Human Rights



Further Developments Of The Peoples' Commission And NHRC

 

The Peoples' Commission met in early August, 1998, with Justice Jaspal Singh taking the place of Justice Reddy, who had become ill. Despite a change of venue due to governmental interference, attendance was high, people coming from all over Punjab to sit for three days to hear proceedings in a language many could not speak (English). This fact alone speaks to the deep desire of the people that justice should be done. Many came forward to report cases of disappearance and other atrocities while the meeting was in session.

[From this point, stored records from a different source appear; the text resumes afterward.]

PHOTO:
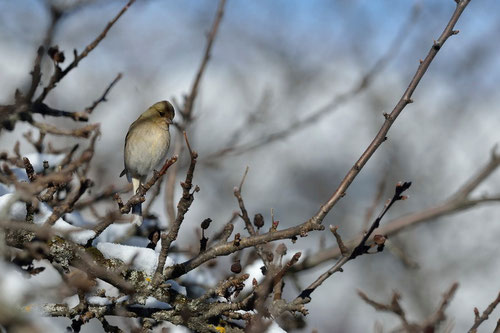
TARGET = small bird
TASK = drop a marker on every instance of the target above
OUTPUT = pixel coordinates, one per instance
(146, 145)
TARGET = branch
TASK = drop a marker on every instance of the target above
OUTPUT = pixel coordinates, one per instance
(104, 95)
(189, 101)
(391, 118)
(182, 208)
(143, 189)
(337, 101)
(60, 74)
(486, 313)
(187, 111)
(457, 202)
(360, 249)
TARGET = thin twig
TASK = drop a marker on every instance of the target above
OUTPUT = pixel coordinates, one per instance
(59, 73)
(486, 313)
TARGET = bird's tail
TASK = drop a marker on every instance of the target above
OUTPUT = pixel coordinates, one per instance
(137, 208)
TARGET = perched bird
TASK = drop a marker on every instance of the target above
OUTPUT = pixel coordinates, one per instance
(146, 145)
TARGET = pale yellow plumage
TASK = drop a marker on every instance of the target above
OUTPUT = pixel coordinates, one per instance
(146, 144)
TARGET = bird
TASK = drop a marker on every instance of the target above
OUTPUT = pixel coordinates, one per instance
(146, 145)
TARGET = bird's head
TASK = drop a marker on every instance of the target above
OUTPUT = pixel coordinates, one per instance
(160, 111)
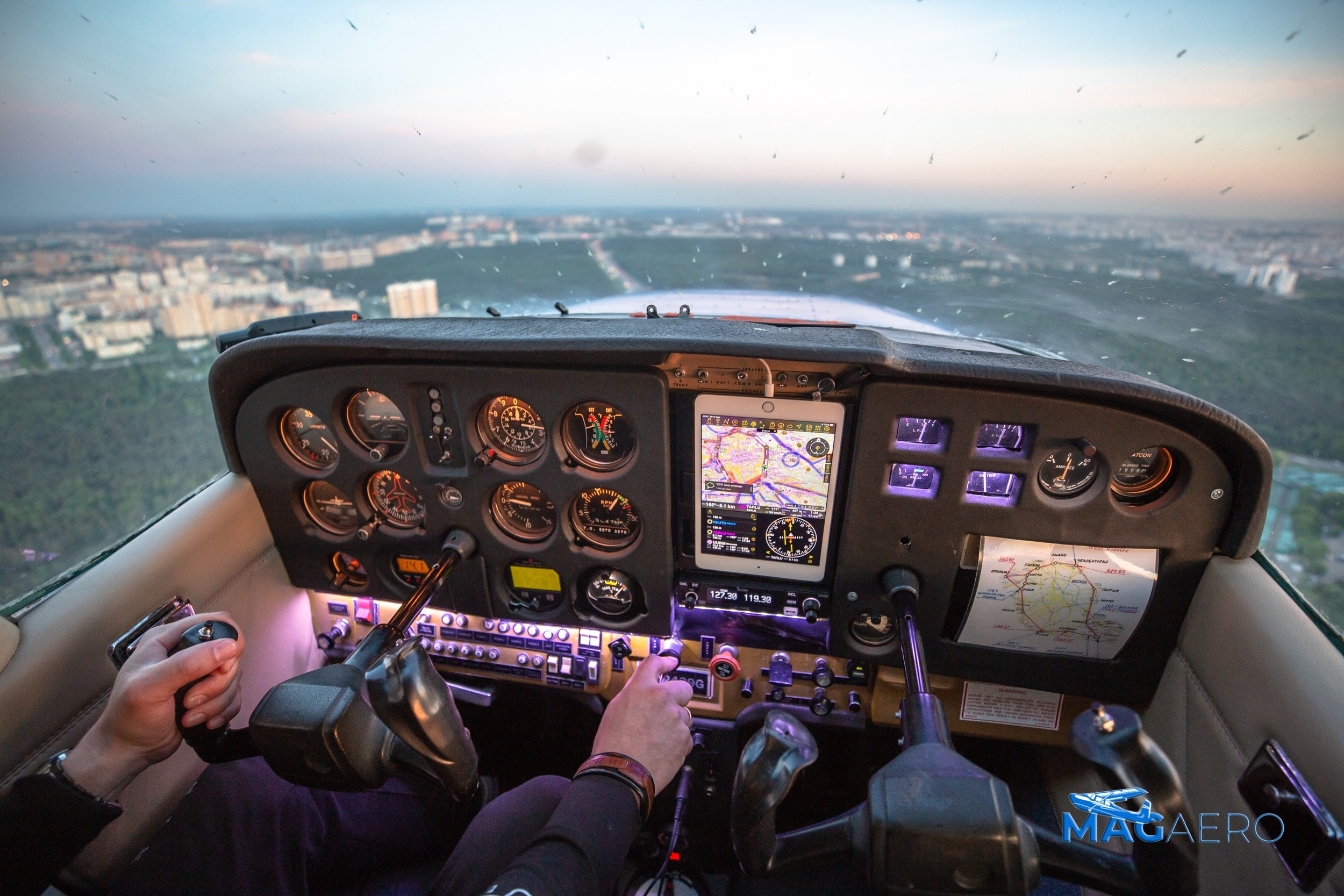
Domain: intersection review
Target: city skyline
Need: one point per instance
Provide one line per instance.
(1195, 109)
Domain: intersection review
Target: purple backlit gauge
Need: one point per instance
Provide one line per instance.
(1002, 437)
(985, 486)
(914, 480)
(921, 434)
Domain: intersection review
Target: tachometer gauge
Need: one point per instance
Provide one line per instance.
(396, 500)
(791, 536)
(523, 511)
(1066, 473)
(308, 439)
(330, 508)
(377, 424)
(1144, 476)
(605, 519)
(512, 429)
(611, 593)
(598, 436)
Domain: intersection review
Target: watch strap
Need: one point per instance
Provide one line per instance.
(631, 771)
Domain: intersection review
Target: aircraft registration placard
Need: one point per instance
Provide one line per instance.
(1066, 599)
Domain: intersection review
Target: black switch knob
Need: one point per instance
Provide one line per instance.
(821, 676)
(327, 640)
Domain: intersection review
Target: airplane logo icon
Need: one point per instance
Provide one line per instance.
(1104, 804)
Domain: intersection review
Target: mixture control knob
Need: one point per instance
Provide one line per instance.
(327, 640)
(823, 676)
(811, 607)
(620, 648)
(725, 665)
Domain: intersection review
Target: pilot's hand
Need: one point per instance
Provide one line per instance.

Within weeks of this initial meeting, however, the Director General of Punjab Police indicated his intention to move the High Court for a ban on the Peoples' Commission. This took the form of a Public Interest Litigation Petition, seeking to restrain the Peoples? Commission from conducting its proposed second meeting on October 23, 24, and 25 in Ludhiana. The petition argued that the Peoples' Commission poses a serious threat to India's national security interests and aims to subvert India's judiciary by setting up a parallel system. Both the Union government and the Punjab government were made parties to this petition. Chief Minister Prakash Singh Badal of Punjab, though elected on the promise that his administration would seek full accountability for abuses, condemned the current efforts as "opening old wounds." The Akal Takht, highest seat of religious authority for the Sikhs, continued to support the independent effort at accountability represented by the Peoples' Commission.

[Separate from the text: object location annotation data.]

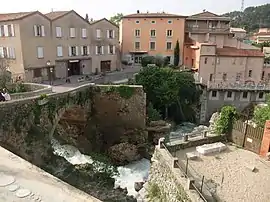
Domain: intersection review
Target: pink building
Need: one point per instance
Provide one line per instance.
(217, 54)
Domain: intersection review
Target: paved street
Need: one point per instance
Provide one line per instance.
(61, 86)
(21, 181)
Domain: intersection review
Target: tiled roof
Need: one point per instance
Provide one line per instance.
(153, 15)
(231, 51)
(14, 16)
(56, 14)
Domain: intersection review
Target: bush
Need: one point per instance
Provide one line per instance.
(227, 117)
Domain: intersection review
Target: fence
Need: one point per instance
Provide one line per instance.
(247, 136)
(196, 183)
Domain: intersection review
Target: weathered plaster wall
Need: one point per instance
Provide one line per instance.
(167, 183)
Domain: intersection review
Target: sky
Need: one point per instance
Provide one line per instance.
(98, 9)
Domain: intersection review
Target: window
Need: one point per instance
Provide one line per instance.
(39, 30)
(153, 33)
(59, 51)
(211, 77)
(137, 32)
(169, 33)
(72, 32)
(152, 45)
(110, 34)
(137, 45)
(111, 49)
(214, 93)
(245, 94)
(37, 73)
(261, 95)
(224, 77)
(58, 32)
(40, 52)
(229, 94)
(238, 76)
(73, 50)
(218, 60)
(84, 50)
(98, 32)
(263, 75)
(84, 33)
(250, 73)
(99, 50)
(169, 46)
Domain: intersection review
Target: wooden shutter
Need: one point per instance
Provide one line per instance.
(35, 30)
(69, 51)
(42, 30)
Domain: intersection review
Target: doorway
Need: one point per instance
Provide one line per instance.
(105, 66)
(74, 67)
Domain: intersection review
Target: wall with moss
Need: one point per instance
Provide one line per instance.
(165, 182)
(26, 126)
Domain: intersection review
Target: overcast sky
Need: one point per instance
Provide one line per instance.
(106, 8)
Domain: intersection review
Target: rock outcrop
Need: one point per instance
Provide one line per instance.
(124, 153)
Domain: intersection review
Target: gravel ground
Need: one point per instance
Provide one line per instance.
(239, 184)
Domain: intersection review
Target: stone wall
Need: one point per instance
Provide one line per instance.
(34, 90)
(27, 125)
(166, 182)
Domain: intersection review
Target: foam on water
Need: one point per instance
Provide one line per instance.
(128, 175)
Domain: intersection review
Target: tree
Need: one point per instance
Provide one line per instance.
(176, 54)
(86, 17)
(169, 91)
(117, 18)
(5, 75)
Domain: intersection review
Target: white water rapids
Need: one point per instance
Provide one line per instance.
(128, 175)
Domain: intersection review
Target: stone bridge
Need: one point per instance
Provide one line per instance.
(91, 117)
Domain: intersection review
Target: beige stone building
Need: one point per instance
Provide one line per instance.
(56, 45)
(219, 56)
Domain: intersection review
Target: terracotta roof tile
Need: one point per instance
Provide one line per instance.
(231, 51)
(153, 15)
(14, 16)
(56, 14)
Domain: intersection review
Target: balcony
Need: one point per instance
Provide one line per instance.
(207, 30)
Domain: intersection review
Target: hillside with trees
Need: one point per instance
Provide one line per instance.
(252, 18)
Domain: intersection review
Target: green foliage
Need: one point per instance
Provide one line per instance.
(152, 113)
(262, 113)
(227, 117)
(117, 18)
(176, 54)
(252, 18)
(168, 90)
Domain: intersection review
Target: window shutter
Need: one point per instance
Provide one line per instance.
(12, 30)
(69, 51)
(5, 30)
(42, 30)
(81, 50)
(35, 30)
(77, 50)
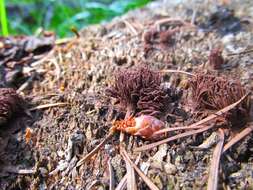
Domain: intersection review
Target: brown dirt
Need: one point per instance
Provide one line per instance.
(79, 72)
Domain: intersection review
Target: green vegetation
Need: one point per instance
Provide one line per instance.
(3, 18)
(26, 16)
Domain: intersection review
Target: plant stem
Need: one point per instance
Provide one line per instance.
(3, 16)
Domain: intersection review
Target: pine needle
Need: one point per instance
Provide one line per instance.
(149, 183)
(201, 122)
(214, 169)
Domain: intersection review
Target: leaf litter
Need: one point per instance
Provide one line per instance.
(71, 112)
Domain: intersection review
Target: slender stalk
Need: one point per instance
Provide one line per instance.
(179, 136)
(238, 137)
(148, 182)
(3, 16)
(214, 169)
(176, 129)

On September 10 the Supreme Court of India intervened, upholding at this late date the original August 1997 order that had asked the NHRC to itself investigate the issues. Representatives of the Peoples' Commission and the Committee for Coordination welcomed this development, and suggested they would find ways for their personnel to work with the NHRC to carry the documentation project to completion if the NHRC does find itself able to proceed. The Justices comprising the Peoples' Commission, however, decided to await the decision of the High Court on the status of the Commission before proceeding with its proposed second sitting in October. At this point the Committee for Coordination continues to carry out its primary documentation work, while the further involvement of the NHRC and Peoples' Commission is pending.

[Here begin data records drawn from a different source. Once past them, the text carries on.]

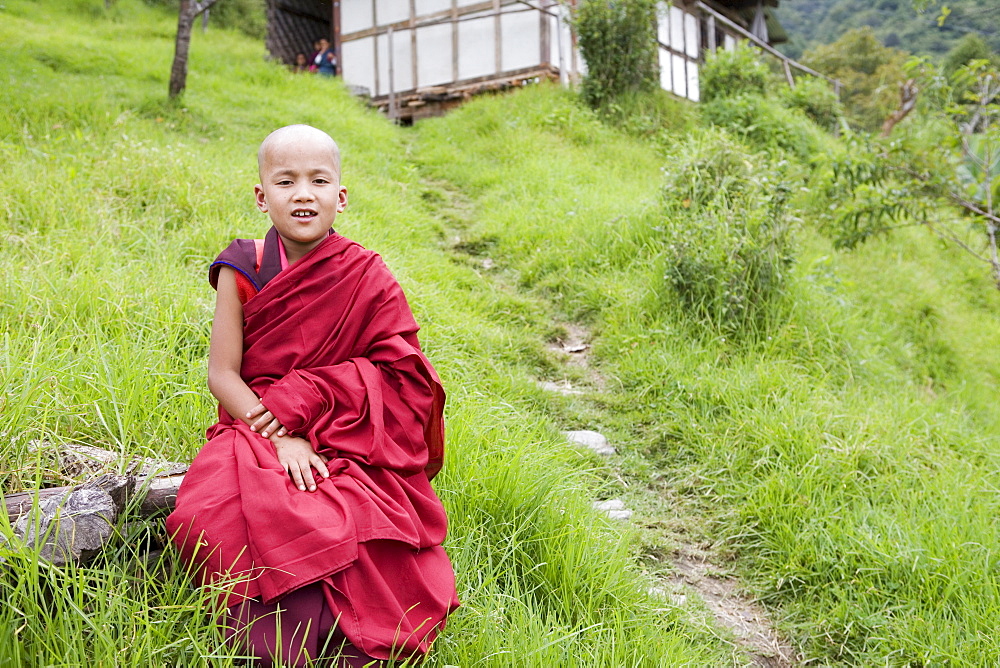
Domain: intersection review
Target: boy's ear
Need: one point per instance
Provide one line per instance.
(258, 193)
(342, 201)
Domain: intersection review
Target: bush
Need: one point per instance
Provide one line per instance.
(618, 41)
(731, 73)
(818, 101)
(728, 243)
(765, 124)
(652, 114)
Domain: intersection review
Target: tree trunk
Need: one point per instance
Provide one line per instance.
(67, 524)
(188, 12)
(907, 102)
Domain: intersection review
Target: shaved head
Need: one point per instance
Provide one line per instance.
(292, 136)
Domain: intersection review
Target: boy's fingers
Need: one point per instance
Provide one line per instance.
(320, 466)
(262, 421)
(271, 427)
(308, 478)
(256, 410)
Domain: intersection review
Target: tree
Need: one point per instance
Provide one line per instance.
(189, 11)
(887, 182)
(618, 41)
(869, 71)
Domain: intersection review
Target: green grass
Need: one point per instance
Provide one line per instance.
(114, 202)
(840, 456)
(842, 459)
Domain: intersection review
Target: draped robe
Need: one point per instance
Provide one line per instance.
(330, 346)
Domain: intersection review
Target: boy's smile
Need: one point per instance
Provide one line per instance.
(300, 187)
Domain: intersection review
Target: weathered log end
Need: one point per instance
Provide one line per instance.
(75, 525)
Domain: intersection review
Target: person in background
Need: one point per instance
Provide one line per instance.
(326, 59)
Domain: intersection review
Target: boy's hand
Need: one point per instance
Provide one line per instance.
(261, 420)
(298, 459)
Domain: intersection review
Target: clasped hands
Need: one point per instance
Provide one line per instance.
(296, 455)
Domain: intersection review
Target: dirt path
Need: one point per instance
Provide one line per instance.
(691, 569)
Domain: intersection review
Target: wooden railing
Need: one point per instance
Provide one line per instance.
(786, 62)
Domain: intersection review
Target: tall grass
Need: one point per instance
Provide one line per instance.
(843, 458)
(114, 202)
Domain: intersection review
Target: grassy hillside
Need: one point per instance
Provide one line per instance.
(822, 424)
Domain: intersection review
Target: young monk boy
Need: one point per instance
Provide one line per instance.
(311, 505)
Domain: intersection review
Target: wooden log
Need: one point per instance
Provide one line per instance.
(73, 526)
(73, 523)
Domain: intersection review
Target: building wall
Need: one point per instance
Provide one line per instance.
(293, 26)
(446, 42)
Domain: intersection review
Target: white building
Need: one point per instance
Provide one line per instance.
(418, 57)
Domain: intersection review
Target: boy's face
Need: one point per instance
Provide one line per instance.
(300, 190)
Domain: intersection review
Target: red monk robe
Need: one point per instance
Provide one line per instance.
(330, 346)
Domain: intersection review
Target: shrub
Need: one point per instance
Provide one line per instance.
(618, 40)
(728, 242)
(765, 124)
(815, 98)
(731, 73)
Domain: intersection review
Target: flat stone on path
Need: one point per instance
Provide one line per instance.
(592, 440)
(614, 508)
(562, 387)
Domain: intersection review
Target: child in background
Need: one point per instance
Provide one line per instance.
(311, 504)
(325, 59)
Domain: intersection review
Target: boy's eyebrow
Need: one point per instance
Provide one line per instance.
(291, 170)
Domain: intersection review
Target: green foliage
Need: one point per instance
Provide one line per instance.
(765, 124)
(817, 99)
(842, 465)
(650, 114)
(869, 72)
(866, 199)
(728, 239)
(618, 40)
(728, 73)
(969, 48)
(247, 16)
(897, 23)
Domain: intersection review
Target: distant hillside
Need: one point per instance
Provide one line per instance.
(897, 24)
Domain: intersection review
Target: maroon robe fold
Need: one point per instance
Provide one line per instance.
(330, 345)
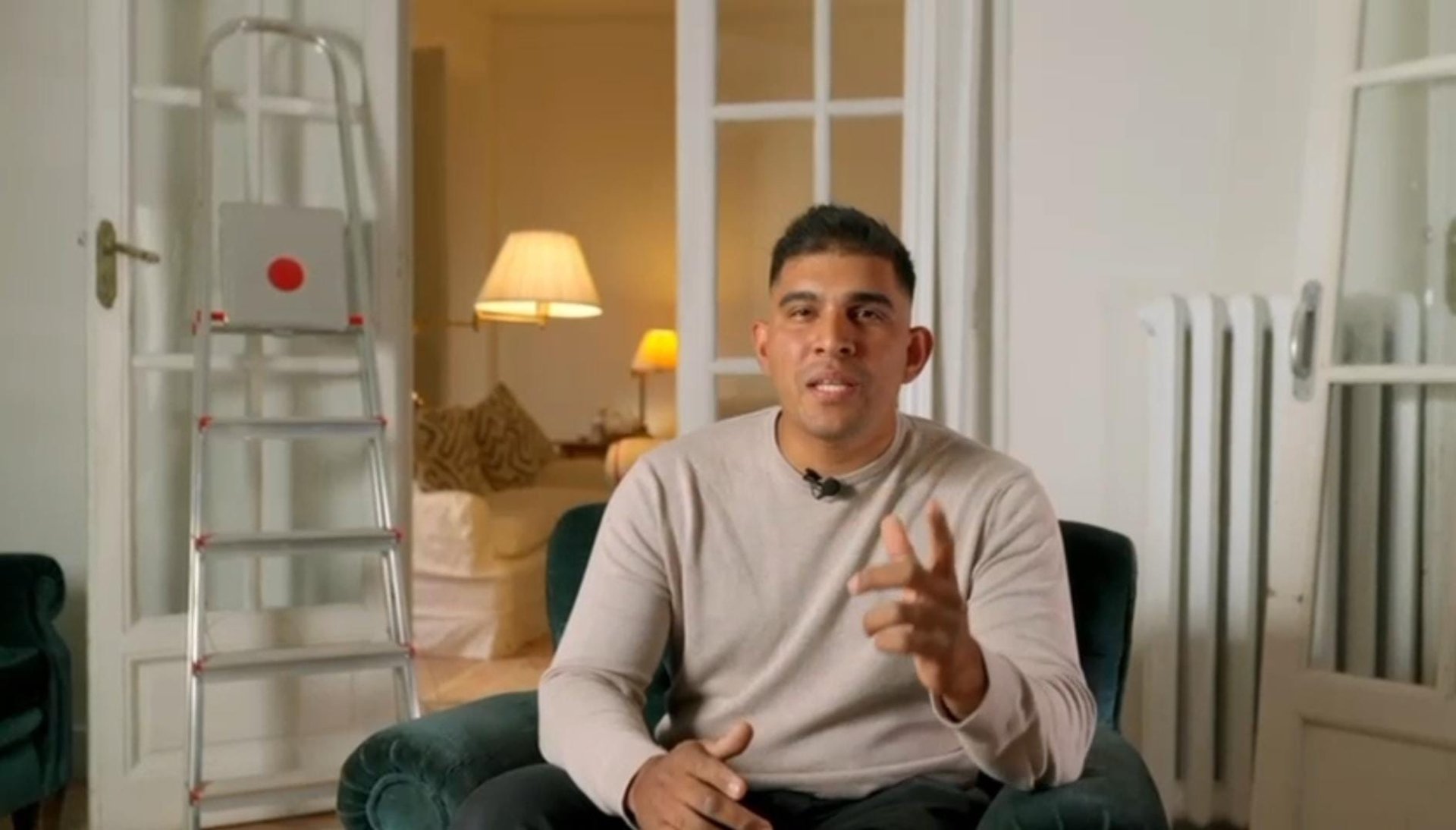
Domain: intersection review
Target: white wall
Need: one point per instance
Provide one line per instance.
(1153, 147)
(44, 288)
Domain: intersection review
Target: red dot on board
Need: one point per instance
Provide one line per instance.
(286, 274)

Not only have truth commissions in other parts of the world been accepted as essential to the healing process following a period of social breakdown and abrogation of law, but India itself has a long history of such efforts. In the spirit of grassroots democracy, peoples' commissions or tribunals had been set up to investigate violence against minority communities in Delhi, Meerut, Aligarh, Karnataka, Ayodhya, and Maharashtra. Justice Suresh of the current Peoples' Commission had also served on a Peoples' Tribunal that investigated the Bombay riots of 1992-93, which operated in tandem with the official Shri Krishna Commission. (We may note that in this case the official commission took six years to come out with the very same findings that the peoples' tribunal made public in six months.) The florescence of such commissions speaks to the democratic impulse in the Indian people, who have come out on their own to find out truths that the Indian government has been unwilling to reveal. The current attempt to ban the Peoples' Commission in Punjab through the use of Article 226 of the Constitution is clearly an attempt to cover up the fact of atrocities in Punjab, which if widely known could spark serious scepticism about the Indian state itself and its own commitments to democracy and human rights.